Remember when I said Boyhood was my favorite movie of 2014? Maybe it’s a good thing I didn’t see Whiplash until now, because I haven’t been able to stop thinking about it since seeing it yesterday.
More on that in a bit.
I’ve been able to catch up on a lot of movies over the holiday break. It worked out nicely because when I went home for the holidays, all of a sudden there were half a dozen movies I wanted to see, and like half a gazillion free Krikorian tickets available for my use. I was able to watch a lot of them, although still need to see Big Eyes (Christoph Waltz!) and Birdman.
A few that are worth watching:
The Imitation Game. I’m aware that the writers took liberties with parts of Alan Turing’s personality and life, but that’s kind of a given when it comes to Hollywood. I’m just glad they made the movie, because it’s a story that should be more well known, and I’m sure has led tons of people to read more about Turing, myself included. Props to the movies this year that celebrated science and nerdiness!
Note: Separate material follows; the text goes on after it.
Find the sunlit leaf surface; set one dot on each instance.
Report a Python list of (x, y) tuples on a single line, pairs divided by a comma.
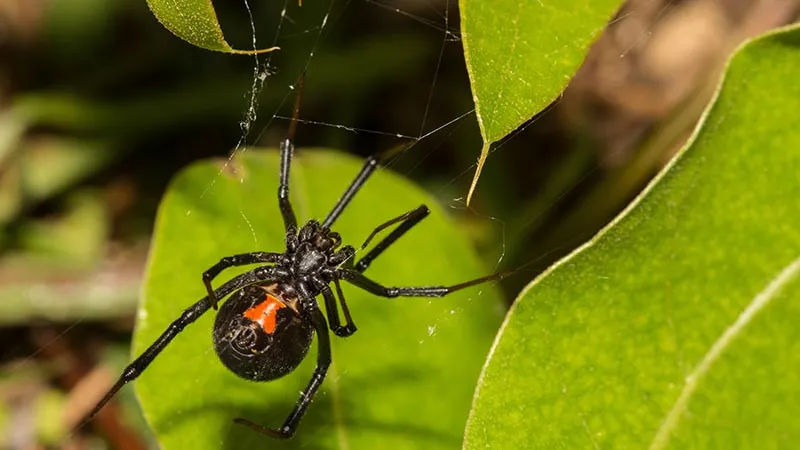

The Interview. Like many Americans over Christmas break, I bought and watched The Interview online rather than seeing it in the theater. Which is good, because I doubt I would’ve wanted to see the movie for $12, haha. Nevertheless, I’m glad I watched it. It starts out funny and then just gets uber bizarre at the end. [SPOILER ALERT] Case in point: Kim Jong-un’s face getting blown off while a stripped down version of Katy Perry’s “Firework” plays in the background. I was thinking about how outrageous some of it was, then realized it’s not that different from what Charlie Chaplin did in The Great Dictator. Chaplin basically turned Hitler into a joke: a dictator with an effeminate salute who falls down stairs and climbs up curtains. It was a bold thing to do and got people talking, and the same can be said for The Interview.
Whiplash. This movie in one word: WHOA. I immediately wanted to see Whiplash after a coworker mentioned it the other day; how had I not heard of it before? It currently has a very limited showing in SF, so we decided to see it at the (awesome) Clay Theater on Fillmore. I think everyone who has ever been a musician, artist, athlete, or performer of any kind should see this movie. You will be on edge the entire time.
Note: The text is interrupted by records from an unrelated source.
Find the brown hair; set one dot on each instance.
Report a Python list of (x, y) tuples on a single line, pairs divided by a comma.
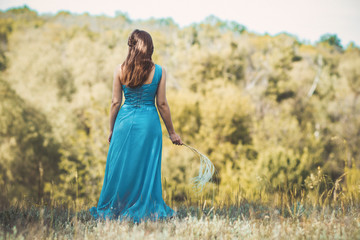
[(138, 63)]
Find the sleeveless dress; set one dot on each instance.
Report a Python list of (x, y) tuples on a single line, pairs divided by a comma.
[(132, 188)]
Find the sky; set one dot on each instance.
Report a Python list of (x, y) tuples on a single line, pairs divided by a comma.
[(306, 19)]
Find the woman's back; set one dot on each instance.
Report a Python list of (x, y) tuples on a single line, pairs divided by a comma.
[(132, 182)]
The whole thing brought back really distinct feelings that I haven’t felt since playing in an ensemble: the intense passion for wanting to be good at something, the nauseating anxiety of being singled out (just the phrase “down the line” made my palms sweat), the competition and heart-pounding relief of success. I obviously never experienced anything as intense as in this movie, but I know what it feels like to be pushed to tears over trying to get something right, and Whiplash hit it on the nose. There were people in the theater laughing at some of Fletcher’s colorful insults, and I have a feeling those were the people who have never been in a room with a teacher yelling at them while anywhere from 20-150 pairs of eyes silently watch. Because unlike what those few audience members seemed to think, this was one of the darkest, most intense movies I’ve ever seen.
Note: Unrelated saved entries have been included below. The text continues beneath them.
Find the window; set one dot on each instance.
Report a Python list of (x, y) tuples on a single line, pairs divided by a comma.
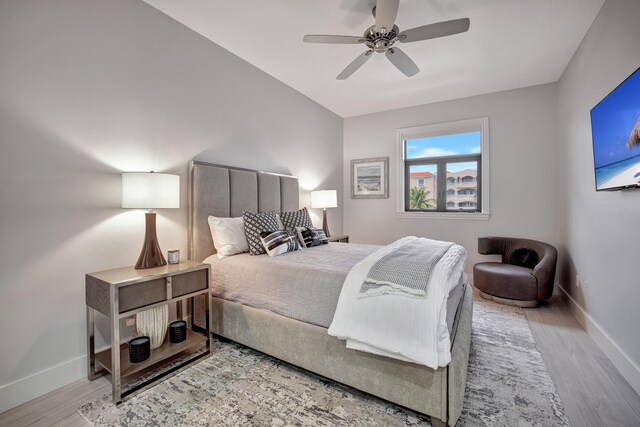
[(444, 170)]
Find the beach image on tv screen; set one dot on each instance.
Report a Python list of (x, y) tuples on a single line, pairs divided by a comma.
[(615, 123)]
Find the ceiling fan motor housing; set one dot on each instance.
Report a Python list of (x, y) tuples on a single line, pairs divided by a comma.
[(380, 42)]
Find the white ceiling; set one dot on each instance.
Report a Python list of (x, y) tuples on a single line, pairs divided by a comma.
[(511, 44)]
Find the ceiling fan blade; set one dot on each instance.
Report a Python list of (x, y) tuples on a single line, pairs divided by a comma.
[(353, 67), (317, 38), (386, 12), (402, 62), (433, 31)]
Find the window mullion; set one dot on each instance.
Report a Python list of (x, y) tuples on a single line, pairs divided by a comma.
[(441, 204)]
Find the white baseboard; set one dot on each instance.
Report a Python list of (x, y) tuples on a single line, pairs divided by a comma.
[(629, 370), (35, 385)]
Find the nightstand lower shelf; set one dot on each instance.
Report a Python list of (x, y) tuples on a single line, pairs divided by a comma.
[(160, 354)]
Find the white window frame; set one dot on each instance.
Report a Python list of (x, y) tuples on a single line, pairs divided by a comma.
[(441, 129)]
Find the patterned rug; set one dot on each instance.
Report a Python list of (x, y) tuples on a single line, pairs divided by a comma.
[(507, 385)]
Like the movie suggests, verbal (and physical) abuse is a messed up form of motivation. It shouldn’t be effective yet somehow it often is. I won’t lie, watching the movie made me want to practice again, for nothing else than that feeling of devoting so much time to something that it becomes 100% yours (there was a time when playing mallets occupied every hour of my day; it was my thing). I think personally I miss the challenge, I miss having a teacher, I miss the constant ambition to get better. It’s fitting that I should see this movie on the first day of the new year, because now it makes me want to dedicate 2015 to getting that back.
(For the record, I believe that a good mentor offers a healthy, not lethal, dose of intimidation. You can only bleed on your instrument so much, I mean geez.)